Robert Wilson Reford (3 August 1831 - 15 March 1913) was a businessman and philanthropist born in County Antrim, Northern Ireland. Reford emigrated to Canada and became one of the most successful businessmen of his generation. Perhaps best known for his shipping interests, he amassed a fortune based on a variety of business pursuits from Montreal.

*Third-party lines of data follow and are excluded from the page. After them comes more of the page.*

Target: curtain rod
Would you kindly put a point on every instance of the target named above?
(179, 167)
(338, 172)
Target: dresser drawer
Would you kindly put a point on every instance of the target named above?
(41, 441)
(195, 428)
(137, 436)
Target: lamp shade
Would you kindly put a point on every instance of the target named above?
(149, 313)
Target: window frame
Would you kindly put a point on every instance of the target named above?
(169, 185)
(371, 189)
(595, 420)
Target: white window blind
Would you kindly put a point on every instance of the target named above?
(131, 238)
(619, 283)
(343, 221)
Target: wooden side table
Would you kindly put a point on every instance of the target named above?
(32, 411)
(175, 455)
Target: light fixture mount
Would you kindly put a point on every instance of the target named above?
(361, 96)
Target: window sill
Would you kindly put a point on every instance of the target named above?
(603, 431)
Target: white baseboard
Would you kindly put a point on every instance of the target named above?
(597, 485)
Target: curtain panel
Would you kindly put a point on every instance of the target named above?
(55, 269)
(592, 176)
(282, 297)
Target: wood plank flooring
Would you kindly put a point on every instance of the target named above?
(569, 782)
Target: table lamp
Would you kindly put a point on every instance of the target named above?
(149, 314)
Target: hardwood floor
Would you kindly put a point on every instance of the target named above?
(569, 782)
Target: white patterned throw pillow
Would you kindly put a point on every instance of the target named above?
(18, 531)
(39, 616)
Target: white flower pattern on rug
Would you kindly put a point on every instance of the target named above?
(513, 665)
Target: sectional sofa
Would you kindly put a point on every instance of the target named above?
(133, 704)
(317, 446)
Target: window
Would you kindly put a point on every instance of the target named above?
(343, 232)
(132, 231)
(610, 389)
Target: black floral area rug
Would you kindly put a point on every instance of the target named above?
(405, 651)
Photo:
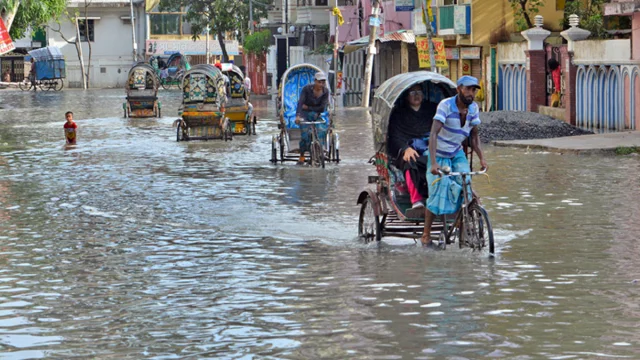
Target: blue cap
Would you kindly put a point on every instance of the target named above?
(468, 81)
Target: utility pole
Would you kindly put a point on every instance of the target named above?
(374, 23)
(133, 33)
(426, 11)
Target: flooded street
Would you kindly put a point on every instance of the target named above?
(132, 245)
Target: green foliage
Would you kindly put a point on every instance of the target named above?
(257, 43)
(34, 13)
(223, 16)
(525, 11)
(591, 13)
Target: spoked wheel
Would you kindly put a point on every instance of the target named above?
(482, 229)
(369, 228)
(317, 154)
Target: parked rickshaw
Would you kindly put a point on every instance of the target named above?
(203, 106)
(142, 92)
(385, 200)
(285, 144)
(170, 70)
(47, 69)
(238, 111)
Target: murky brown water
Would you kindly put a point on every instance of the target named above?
(132, 245)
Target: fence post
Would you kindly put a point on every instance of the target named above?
(573, 34)
(535, 65)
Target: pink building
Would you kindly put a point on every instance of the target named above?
(356, 19)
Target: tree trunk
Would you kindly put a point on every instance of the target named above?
(225, 56)
(10, 15)
(79, 49)
(86, 31)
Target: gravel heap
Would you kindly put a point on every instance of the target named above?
(517, 125)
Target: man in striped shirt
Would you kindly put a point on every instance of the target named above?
(457, 117)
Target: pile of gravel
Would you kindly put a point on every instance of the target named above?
(516, 125)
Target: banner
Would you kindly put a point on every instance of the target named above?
(405, 5)
(6, 44)
(422, 43)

Born 1831 at Spring Farm, Moylinny, Co. Antrim, he was the son of Joseph Reford (1794-1834) and Grizel (Grace) Simonton Wilson. His father had owned three linen mills and the largest bleach works in Ireland, which had been established a century before by Reford's great-grandfather, a prominent Quaker. However, Joseph was duped by his local business rival, William Chaine (1778-1862) of Ballycraigy House, in a game of cards that was rigged for him to lose. On leaving Ballycraigy that night, Reford's father had lost his entire business empire. Penniless, Joseph was forced to become an apprentice to a cabinetmaker, while Chaine rocketed to fabulous wealth.

Lord O'Neill of Shane's Castle took pity on his friend's family and took in two of Joseph's two daughters, while their mother moved her remaining three children to Belfast, where Robert was educated at the Royal Belfast Academical Institution. In 1845, Mrs Reford took her remaining three children, including Robert, to Toronto.